AWS SageMaker Tutorial: Part 1

Intro

In this tutorial we will be using Sagemaker Studio to build train and deploy a machine learning model that uses a linear regression algorithm.

Additional Resources

Jupyter Notebook: Regression with Amazon SageMaker Linear Learner algorithm

Data in S3

Data in Sagemaker is generally stored in S3 Buckets, both the raw data input and the output. Therefore let us go ahead and create an S3 Bucket for this tutorial that we can reference throughout.

tutorial-sagemaker-employee-linear-learner

tutorial s3 bucket

Ground Truth

Ground Truth is where we manage all of our raw data that will be fed into the model. Label and shape the data.

Notebook

Notebooks are Python based Jupyter notebooks where we define our machine learning algorithm. Every machine learning model requires a Notebook. Jupyter notebooks are really a small piece of software that must be hosted somewhere, similar to a piece of blogging software like Wordpress. Typically with a managed service or on a virtual server like an EC2 instance.
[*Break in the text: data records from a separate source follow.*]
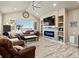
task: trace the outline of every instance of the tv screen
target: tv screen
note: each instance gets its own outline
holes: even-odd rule
[[[48,26],[54,26],[55,25],[55,16],[46,17],[43,19],[44,24]]]
[[[3,31],[4,31],[4,32],[9,32],[9,31],[11,31],[11,26],[10,26],[10,25],[3,25]]]

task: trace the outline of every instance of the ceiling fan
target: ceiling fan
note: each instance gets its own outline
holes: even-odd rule
[[[37,5],[36,5],[36,2],[33,1],[33,2],[32,2],[32,9],[35,10],[36,8],[41,8],[41,7],[40,7],[40,6],[37,6]]]

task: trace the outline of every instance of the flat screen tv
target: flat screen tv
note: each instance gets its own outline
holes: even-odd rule
[[[55,26],[55,16],[46,17],[43,22],[46,26]]]
[[[11,31],[11,26],[10,26],[10,25],[3,25],[3,31],[4,31],[4,32],[9,32],[9,31]]]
AWS Sagemaker provides managed notebook instances as a function of the microservice.

Create Notebook Method 1: Traditional

new notebook instance

While configuring the notebook we assign or create an IAM role for the notebook to access S3 resources, and while doing that we can restrict the notebook to the tutorial-sagemaker-employee-linear-learner bucket that we created earlier.

After the notebook has been provisioned we can launch the notebook with “Open Jupyter”.

launch jupyter notebook

And we can see that we have a blank Jupyter instance running on an EC2 instance which has IAM access to our S3 bucket.

blank jupyter instance running

And from there we can upload our sample data and import a notebook.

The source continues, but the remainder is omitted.